Back in 2013 Frost made his opera and directorial stage debut with 'The Wasp Factory', based on the novel by the late Iain Banks. The story is about a psychopathic teenager, Frank, living on a remote Scottish island. His existence on the island is a troubled one, and themes of isolation, psychopathy, and death pervade the narrative with a heavy presence.
Three years after the opera’s debut, the definitive recorded version of 'The Wasp Factory' is finally being made available via Bedroom Community, showcasing the brilliant Reykjavík Sinfonia and David Poutney’s libretto via Lieslot de Wilde, Jördis Richter, and Mariam Wellentin’s stunning singing (recorded at Abbey Road’s Studio II). Today and for the first time, Drowned In Sound are proud to present the full exclusive stream of it here.
One of his boldest projects thus far, Frost’s score and concept for the opera is both ambitious and grand in its design. The writing is often sparse and wide, yet simultaneously focussed and intense. Frank, the protagonist, is infamously cast as an ensemble of three women who give voice to his dissociated internal monologues.
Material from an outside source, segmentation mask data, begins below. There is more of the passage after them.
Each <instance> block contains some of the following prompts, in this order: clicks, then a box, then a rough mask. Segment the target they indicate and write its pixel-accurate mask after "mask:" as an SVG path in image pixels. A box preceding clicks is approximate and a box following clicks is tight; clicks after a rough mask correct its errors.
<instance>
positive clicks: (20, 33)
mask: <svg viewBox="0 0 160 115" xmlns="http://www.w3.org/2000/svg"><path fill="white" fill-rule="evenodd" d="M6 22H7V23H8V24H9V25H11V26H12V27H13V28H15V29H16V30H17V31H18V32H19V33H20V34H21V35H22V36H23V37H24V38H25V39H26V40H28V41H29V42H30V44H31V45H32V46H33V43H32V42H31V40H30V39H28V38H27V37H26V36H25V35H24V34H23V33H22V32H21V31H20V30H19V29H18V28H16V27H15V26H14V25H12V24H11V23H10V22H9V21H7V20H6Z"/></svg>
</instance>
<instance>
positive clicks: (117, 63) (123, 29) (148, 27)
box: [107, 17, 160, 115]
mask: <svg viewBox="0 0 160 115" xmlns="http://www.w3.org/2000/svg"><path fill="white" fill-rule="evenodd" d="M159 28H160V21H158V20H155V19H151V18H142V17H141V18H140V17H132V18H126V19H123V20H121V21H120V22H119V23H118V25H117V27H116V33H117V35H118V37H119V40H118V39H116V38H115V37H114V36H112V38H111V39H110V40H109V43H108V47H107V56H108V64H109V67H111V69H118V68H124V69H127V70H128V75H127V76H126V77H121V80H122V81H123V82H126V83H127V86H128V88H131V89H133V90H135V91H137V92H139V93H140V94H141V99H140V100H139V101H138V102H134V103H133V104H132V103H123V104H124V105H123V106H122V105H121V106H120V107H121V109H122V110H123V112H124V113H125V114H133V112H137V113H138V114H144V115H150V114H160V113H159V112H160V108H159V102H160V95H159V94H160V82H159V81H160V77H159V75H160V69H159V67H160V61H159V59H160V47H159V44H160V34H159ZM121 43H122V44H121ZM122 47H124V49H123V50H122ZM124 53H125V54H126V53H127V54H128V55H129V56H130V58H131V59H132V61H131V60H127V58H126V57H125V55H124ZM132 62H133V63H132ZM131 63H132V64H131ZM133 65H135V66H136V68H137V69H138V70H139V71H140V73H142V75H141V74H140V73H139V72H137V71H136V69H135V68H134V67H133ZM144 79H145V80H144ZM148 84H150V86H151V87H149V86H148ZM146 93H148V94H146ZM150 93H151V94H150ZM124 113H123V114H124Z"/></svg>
The story is unnerving in its violence and psychological traumas, which Frost translates into the music to great effect. The music is fraught with unsettling progressions and tonal dissonances. Throughout the 15 tracks, a diverse array of spoken and sung word interlay with intricate textures and motifs played by the orchestral players, while electronics in the form of distorted signals and gritty stereo effects seep into the sound collage. Both humanity and animosity shine through Frost’s experimental work, while touches of West-End musical and cinema soundtrack bring everything powerfully together.